Application of adaptive extended Kalman algorithm based on strong tracking fading factor in Stat-of-Charge estimation of lithium-ion battery

• Published in: Energy (Oxford) Vol. 284; p. 129095
• Main Authors: Zhan, Mingjing, Wu, Baigong, Xu, Guoqi, Li, Wenjuan, Liang, Darong, Zhang, Xiao
• Format: Journal Article
• Language: English
• Published: Elsevier Ltd 01.12.2023
• Subjects: Adaptive strong tracking extended Kalman filter; algorithms; energy; lithium batteries; Lithium-ion battery; management systems; Measurement noise covariance; SOC; Strong tracking fading factor; variance covariance matrix; Adaptive strong tracking extended Kalman filter; Lithium-ion battery; Strong tracking fading factor; Measurement noise covariance; SOC
• ISSN: 0360-5442
• DOI: 10.1016/j.energy.2023.129095

Accurately estimating the state of charge (SOC) of a lithium-ion battery is the key to a battery management system (BMS). This paper proposes an adaptive extended Kalman algorithm (ASTEKF) based on strong tracking fade factor to address the issues that the extended Kalman filter algorithm cannot track the system state in real time and cannot accurately estimate the measurement noise covariance matrix when estimating the state of charge of lithium-ion batteries. The extended Kalman algorithm incorporates the fade factor of the strong tracking filter to improve tracking performance. The adaptive algorithm uses the relationship between prior residual and posterior residual to re-determine the value of the fading factor. On this basis, the window-opening method is introduced to ensure the stability of the fading factor while making it self-adaptive. The measurement noise covariance matrix is updated according to the predicted and estimated values, and the measurement noise covariance matrix is estimated and corrected in real time. Finally, a pulse discharge experiment is performed, and the estimated and experimental results are compared.
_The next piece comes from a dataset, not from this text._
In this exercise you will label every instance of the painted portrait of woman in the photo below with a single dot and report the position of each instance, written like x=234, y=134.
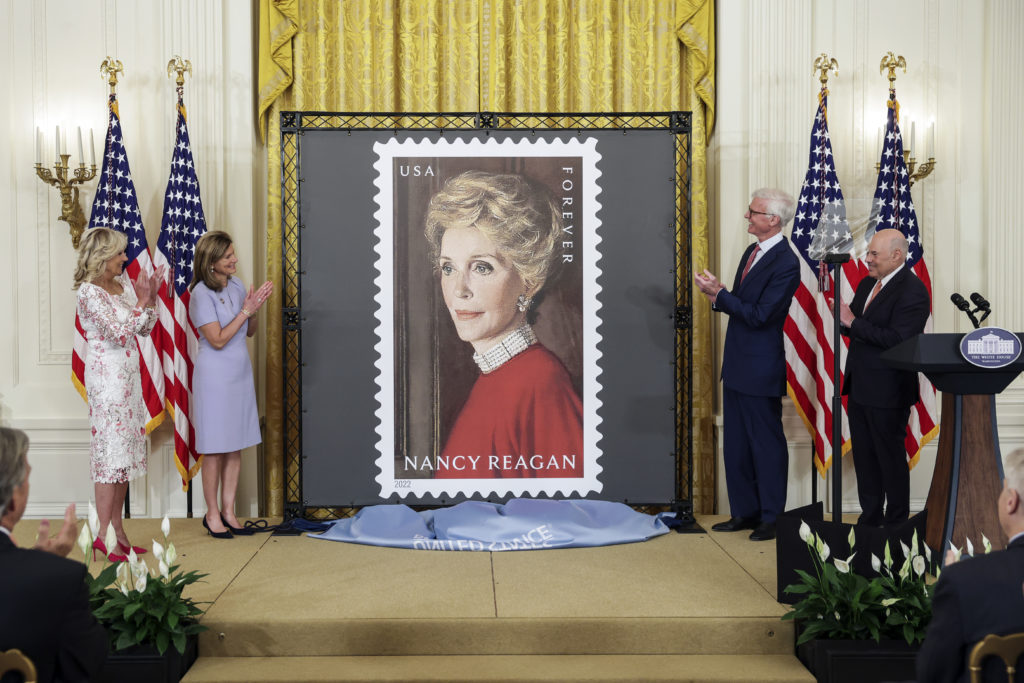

According to the findings, the maximum error of the ASTEKF algorithm in SOC estimation is reduced by 24.6%, the average error is reduced by 25.5%, and the root mean square error is reduced by 64.7% when compared to the conventional EKF algorithm. •The observation noise and the theoretical residual are used as the new conditions to judge the value of the fading factor.•The fenestration factor is updated by the windowing method combined with the prior and posterior residuals.•A method of generating real time positive definite measurement noise covariance matrix from first and second residual.